The World Health Organization recommends a cesarean section rate of no more than 15%. The current cesarean section rate in the United States is 31.3% according to the American College of Obstetricians and Gynecologists, more than double the recommendation set forth by the World Health Organization. Sadly, that number continues to grow. Along with this number, the number of repeat cesareans continues to grow due to a lack of options in care, hospital bans on vaginal birth after a prior cesarean and caregiver preferences.
In 2007 and 2009 I had two cesareans due to a failed induction. At the time, I was unaware of the risks of induction and did not know that the artificial induction of labor may increase my risk of a cesarean section. I, like many women, was anxious to meet my baby and blindly trusted my doctors, only to find myself devastated with my birth experience as well as physically and emotionally crippled for a lengthy period of time. I knew one thing; I never wanted to experience that hell ever again.
With my third child, I wanted to give birth with a midwife in a birth center, but due to my history, state law prohibited it. I was fortunate to find a doctor (albeit five hours from home) willing to take me as a patient and respected my desires for a natural, vaginal birth. I gave birth naturally and vaginally to a 6lb 14oz baby girl without complication or induction six days following my due date.
With my fourth child, I found myself torn. I had such a positive experience with my previous birth, but I didn’t want to give birth in the hospital and I knew for a fact, local doctors would not accept me as a patient if they knew I was planning a vaginal delivery. I wanted a midwife, but due to state law, obtaining one would be tricky. I had three options; deliver in a hospital with a doctor, hire a lay-midwife (one not certified or licensed by my state) or deliver my baby unassisted. When I discovered my doctor from my previous birth would be out of the country on my due date, the decision became even more difficult.
As a birth professional, I felt knowledgeable and equipped to handle a great deal of scenarios, but I wasn’t sure if I would be able to handle them for myself. However, I wasn’t willing to set foot in my local hospital, having had two prior cesareans. I knew it would be a fight to have a vaginal birth and that I would be up against a lot of pressure to consent to a cesarean due to my history and hospital policy. I didn’t want that. No pregnant woman should ever have to fight for her medical decisions to be respected, and she especially shouldn’t have to fight for them while she is in labor.

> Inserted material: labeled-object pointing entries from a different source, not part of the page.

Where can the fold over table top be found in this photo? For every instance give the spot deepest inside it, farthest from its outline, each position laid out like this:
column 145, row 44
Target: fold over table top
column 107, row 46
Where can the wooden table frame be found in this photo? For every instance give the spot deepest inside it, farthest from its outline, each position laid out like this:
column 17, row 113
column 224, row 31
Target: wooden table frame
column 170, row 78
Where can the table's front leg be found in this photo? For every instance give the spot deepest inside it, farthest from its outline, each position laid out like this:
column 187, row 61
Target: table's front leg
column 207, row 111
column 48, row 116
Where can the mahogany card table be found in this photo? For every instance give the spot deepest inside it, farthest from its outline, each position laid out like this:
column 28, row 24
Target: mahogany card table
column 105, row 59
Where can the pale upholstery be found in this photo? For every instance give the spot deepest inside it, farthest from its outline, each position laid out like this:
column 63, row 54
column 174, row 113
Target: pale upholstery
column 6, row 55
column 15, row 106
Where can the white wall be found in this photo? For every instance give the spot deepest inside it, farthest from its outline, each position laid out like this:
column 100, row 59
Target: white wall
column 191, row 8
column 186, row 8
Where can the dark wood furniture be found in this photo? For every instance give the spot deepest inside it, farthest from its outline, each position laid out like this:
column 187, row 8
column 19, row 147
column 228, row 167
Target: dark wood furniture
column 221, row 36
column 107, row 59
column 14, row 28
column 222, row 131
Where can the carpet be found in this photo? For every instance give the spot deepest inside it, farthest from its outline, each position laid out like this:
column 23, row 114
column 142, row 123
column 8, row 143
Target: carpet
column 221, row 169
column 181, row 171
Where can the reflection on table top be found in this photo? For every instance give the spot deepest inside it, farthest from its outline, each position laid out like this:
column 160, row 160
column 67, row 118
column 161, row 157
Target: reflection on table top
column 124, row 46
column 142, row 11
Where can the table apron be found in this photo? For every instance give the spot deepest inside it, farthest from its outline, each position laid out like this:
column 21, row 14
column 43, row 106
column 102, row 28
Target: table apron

After a great deal of consideration, I decided I was going to have my baby at home, without a doctor, midwife or nurse. I bought a birth pool, borrowed a doppler from my friend Amanda, researched various complications and what to do (including that I was likely group B strep positive) and I formulated clear plans should an emergency arise. At first, I was scared. I was worried I was making the wrong decision. I was worried something might go wrong and I might regret it. But as the pregnancy progressed, my fears lessened and by the time labor began, there were none.
I had two student doulas present (non-medical labor support professionals), my husband, two of my sisters and a friend. My labor lasted 23 hours and I delivered Vada Jane, pulling her up out of the water on my own and to my chest. At first, she didn’t cry and I panicked as all those fears came rushing back. Then I heard what sounded like snoring. My companions started flashing cameras and next thing I knew, she was crying. Her birth had been so tranquil and peaceful, she fell asleep before I pulled her from the water.
Unassisted birth always seemed scary to me. Five years ago, I would have never considered it. Even with my last pregnancy, I was fearful at first, but now that I’ve done it and experienced what such a calm, relaxed, non-invasive, non-intrusive and comfortable experience it was, I wouldn’t have it any other way.